The biggest inning was the fifth. The Bulldogs (27-14) had just tied the game in the top of the inning with their first runs of the series on Michael Rogers’ RBI triple (one of the few plays Gordo centerfielder Cabel Mullenix didn’t make) and a dropped pop up in the infield and excitement was high.
If the Bulldogs could’ve gotten a shutdown inning there they may have carried that momentum into forcing a winner-take-all third game.
“It felt good to come back and tie the game because that got the momentum coming back to us,” senior slugger Easton Kirk said. “I felt we were one hit away from getting the lead and busting it open a little bit.”
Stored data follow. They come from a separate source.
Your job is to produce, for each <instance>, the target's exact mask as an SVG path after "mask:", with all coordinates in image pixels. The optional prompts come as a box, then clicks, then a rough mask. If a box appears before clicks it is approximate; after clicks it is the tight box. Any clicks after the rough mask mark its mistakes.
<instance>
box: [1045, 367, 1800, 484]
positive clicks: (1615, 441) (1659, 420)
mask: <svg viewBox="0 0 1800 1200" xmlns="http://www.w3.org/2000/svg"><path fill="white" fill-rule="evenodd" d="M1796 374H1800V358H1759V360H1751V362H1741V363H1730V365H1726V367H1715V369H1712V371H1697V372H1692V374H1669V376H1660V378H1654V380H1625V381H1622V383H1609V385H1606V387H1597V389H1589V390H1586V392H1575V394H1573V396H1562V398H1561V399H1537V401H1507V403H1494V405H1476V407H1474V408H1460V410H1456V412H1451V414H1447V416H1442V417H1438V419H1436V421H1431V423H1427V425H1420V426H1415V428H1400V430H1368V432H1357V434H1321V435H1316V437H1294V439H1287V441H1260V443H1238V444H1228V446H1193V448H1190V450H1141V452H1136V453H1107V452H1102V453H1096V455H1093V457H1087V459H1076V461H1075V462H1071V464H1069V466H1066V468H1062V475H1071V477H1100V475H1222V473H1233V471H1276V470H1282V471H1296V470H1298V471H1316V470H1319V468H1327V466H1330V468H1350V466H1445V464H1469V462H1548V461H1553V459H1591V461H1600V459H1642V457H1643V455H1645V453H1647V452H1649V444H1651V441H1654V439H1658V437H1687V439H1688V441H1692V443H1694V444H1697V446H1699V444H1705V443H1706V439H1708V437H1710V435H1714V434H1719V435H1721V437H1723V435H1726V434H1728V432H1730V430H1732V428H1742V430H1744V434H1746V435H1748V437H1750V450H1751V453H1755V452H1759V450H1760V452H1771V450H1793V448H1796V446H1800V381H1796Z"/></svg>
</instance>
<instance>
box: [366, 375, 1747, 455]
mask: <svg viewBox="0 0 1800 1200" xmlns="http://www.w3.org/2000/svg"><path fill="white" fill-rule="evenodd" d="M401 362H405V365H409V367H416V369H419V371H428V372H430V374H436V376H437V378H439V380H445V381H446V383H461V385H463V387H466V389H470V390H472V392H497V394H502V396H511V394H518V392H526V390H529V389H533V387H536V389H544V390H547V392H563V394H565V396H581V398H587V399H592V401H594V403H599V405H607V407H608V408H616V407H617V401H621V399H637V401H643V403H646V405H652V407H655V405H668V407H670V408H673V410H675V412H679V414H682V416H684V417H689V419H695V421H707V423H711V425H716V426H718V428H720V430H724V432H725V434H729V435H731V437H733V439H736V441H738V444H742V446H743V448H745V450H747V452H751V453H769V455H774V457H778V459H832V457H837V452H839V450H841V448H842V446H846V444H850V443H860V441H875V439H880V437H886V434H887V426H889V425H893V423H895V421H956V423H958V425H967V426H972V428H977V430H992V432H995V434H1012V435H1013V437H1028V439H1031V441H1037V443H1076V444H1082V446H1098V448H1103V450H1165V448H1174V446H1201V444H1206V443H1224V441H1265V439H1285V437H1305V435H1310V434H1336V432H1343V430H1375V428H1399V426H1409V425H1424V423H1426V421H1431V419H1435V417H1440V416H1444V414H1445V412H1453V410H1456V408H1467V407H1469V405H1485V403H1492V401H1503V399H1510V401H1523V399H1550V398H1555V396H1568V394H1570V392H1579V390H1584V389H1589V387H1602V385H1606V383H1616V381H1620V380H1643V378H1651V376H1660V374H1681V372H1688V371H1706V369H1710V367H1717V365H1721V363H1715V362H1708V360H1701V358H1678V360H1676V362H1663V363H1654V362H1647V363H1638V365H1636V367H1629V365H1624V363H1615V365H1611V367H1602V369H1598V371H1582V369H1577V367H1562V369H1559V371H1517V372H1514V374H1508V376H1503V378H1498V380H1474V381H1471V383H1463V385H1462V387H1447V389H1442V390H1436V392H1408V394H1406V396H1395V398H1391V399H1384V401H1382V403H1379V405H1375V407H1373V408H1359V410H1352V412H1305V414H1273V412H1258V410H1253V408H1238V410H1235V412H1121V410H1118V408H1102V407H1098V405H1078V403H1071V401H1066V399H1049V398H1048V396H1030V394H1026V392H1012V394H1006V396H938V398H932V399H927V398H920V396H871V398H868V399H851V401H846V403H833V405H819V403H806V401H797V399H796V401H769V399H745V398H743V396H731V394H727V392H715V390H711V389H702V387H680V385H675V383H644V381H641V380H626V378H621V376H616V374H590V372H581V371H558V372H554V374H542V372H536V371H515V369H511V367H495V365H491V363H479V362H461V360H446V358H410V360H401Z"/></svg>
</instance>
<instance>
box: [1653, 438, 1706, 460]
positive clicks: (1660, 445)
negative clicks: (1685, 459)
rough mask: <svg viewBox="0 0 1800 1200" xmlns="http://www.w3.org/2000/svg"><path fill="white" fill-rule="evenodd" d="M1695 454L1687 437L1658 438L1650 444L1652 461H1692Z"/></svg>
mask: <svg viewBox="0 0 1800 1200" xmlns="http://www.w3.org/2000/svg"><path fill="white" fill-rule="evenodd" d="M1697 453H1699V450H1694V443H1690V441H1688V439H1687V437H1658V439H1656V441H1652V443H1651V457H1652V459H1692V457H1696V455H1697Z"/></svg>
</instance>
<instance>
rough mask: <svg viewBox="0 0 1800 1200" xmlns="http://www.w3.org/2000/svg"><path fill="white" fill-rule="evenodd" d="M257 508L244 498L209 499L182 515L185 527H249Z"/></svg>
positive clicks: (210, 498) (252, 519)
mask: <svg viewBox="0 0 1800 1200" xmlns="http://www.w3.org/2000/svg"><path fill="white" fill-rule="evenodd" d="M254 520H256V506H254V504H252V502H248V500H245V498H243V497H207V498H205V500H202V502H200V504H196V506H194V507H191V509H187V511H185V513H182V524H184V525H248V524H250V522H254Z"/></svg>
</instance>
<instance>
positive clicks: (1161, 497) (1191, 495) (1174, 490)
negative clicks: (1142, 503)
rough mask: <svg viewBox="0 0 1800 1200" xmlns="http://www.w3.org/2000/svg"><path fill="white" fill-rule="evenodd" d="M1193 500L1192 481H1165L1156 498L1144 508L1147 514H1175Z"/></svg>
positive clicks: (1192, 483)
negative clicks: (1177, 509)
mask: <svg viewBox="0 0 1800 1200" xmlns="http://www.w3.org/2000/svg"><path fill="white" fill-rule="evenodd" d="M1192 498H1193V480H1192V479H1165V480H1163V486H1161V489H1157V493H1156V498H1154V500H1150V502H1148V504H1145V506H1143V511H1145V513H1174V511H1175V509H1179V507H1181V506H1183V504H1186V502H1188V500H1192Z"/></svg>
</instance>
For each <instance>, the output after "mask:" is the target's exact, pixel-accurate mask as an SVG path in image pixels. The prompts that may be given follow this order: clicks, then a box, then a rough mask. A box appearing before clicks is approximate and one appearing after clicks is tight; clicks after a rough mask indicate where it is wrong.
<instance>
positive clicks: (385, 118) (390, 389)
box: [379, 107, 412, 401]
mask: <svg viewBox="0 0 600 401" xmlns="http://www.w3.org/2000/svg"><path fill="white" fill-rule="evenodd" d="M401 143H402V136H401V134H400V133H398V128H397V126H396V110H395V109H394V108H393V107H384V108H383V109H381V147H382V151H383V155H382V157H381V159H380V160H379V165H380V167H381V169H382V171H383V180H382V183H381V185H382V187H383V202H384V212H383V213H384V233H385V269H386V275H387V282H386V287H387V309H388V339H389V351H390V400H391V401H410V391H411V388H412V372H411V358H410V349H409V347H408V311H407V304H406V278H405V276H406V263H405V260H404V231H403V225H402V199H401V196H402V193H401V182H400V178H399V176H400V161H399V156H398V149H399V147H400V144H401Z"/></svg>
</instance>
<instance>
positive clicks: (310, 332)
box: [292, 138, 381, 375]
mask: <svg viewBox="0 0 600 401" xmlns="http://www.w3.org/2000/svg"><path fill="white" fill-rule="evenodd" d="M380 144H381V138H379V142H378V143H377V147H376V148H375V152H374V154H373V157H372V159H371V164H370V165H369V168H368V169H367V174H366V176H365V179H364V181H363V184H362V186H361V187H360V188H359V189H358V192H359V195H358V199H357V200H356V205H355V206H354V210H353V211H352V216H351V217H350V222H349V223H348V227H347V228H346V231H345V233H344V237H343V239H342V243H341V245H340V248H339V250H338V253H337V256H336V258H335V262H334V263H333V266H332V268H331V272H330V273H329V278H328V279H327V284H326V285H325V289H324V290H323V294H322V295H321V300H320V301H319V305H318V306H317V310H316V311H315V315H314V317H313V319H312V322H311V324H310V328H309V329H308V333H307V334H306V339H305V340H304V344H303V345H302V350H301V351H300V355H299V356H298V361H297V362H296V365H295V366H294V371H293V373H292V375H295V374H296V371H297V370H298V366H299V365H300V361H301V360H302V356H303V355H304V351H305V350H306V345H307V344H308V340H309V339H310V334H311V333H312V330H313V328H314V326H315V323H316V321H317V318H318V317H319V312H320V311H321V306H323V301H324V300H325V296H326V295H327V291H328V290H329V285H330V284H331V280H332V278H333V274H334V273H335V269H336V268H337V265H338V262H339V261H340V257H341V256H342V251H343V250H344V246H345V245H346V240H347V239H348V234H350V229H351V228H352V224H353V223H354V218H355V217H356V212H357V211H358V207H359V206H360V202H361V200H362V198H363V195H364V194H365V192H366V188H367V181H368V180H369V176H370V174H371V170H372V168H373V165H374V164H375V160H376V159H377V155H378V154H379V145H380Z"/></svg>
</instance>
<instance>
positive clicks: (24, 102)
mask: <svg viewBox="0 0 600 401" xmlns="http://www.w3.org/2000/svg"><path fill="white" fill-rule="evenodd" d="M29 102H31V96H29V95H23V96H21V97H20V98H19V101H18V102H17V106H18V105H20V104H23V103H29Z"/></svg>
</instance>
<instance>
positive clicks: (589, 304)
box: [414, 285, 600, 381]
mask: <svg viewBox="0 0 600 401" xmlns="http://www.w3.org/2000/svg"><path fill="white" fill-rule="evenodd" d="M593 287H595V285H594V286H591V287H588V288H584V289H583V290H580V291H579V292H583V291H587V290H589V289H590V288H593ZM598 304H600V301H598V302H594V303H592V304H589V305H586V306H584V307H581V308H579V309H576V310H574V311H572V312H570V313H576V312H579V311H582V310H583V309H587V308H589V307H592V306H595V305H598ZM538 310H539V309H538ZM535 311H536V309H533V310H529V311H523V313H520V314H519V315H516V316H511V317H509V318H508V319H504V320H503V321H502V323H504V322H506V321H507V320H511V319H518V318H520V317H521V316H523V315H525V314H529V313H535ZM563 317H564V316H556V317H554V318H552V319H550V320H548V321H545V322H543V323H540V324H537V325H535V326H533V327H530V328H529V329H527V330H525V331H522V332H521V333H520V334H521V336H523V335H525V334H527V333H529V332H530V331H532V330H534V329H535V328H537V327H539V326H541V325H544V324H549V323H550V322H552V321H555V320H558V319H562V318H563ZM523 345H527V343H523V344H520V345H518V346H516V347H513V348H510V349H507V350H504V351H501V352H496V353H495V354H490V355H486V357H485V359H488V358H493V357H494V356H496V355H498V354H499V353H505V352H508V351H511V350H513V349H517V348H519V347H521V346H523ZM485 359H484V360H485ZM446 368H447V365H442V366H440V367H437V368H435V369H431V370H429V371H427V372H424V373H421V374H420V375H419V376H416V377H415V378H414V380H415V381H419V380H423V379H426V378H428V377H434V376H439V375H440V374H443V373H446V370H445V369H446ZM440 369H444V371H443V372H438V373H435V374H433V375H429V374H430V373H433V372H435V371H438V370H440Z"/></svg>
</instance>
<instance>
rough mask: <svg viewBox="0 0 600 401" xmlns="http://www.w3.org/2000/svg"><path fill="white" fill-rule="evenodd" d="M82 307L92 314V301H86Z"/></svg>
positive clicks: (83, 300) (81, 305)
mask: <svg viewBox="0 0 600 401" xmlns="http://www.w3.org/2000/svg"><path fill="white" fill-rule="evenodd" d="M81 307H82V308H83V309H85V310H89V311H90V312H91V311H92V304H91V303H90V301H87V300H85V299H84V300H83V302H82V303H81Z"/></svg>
Instead, the Greenwave (34-7) batted around. Collin Herring had the go-ahead single, Davis Vails hit a three-run triple that split the center and right fielders and kept rolling in the deep Riverwalk Stadium outfield. And then winning pitcher Nick Pounders delivered a sacrifice fly. They added two more in the sixth.
Gordo pitcher Thomas Langford was voted the series most valuable player but a case could have been made for Herring. He went 4-for-4 with three runs and three RBIs in the clinching game. He was 7-for-9 with six RBIs in the series, 7-for-8 after being read the riot act for striking out with a runner on second in the first inning of Monday’s opener.
Herring batted .465 in the playoffs, 13-of-22 in his season-ending six-game playoff hitting streak.
“They just hit the ball,” Bulldogs starter Taylor Hayes said. “I didn’t have my best stuff that I’ve been having; I don’t feel like I was throwing as hard as I’ve been throwing. My slider was working all right, but I just wasn’t able to blow that fastball by them so they weren’t really too worried about my slider.”
The loss brought the curtain down on life chapters of two of Piedmont’s two biggest stars, Hayes and Kirk. They’ve been the leaders on Piedmont teams that played for state championships in all three major sports during their careers and they had been playing baseball together in some form since they were 3 years old.
Kirk finished the season batting .467 with 13 homers and 42 RBIs — all team highs. Hayes right behind, batting .461 with 59 hits and 41 RBIs. On the mound, Hayes was 10-5 with a 1.76 ERA, 1.065 WHIP and 132 strikeouts in 87 1/3 innings; Kirk was 6-2 with an 2.33 ERA.
“It’s been a great time in my life,” Hayes said. “I would honor … all the coaches who gave us the chance to play and believed in us. We got here and were able to play for a state championship in every sport and I think that’s something that will key with us for a long time.
“We’d have liked to have finished it. We were seeded like fifth or sixth in our own county so nobody thought we were going to be here, so it was good, especially (Deerman’s) first year to get him here and to get the rest of our seniors here and the group we had that nobody really believed in to be able to get here and set the bar high.”
“I didn’t go to Piedmont my whole life, but moving here was probably the best decision I’ve made,” Kirk said. “This was probably no doubt the best year of baseball I’ve ever had. It’s tough that this came to an end like this, but nobody thought we would be here. It feels good to prove all the people wrong who didn’t think we would be here.”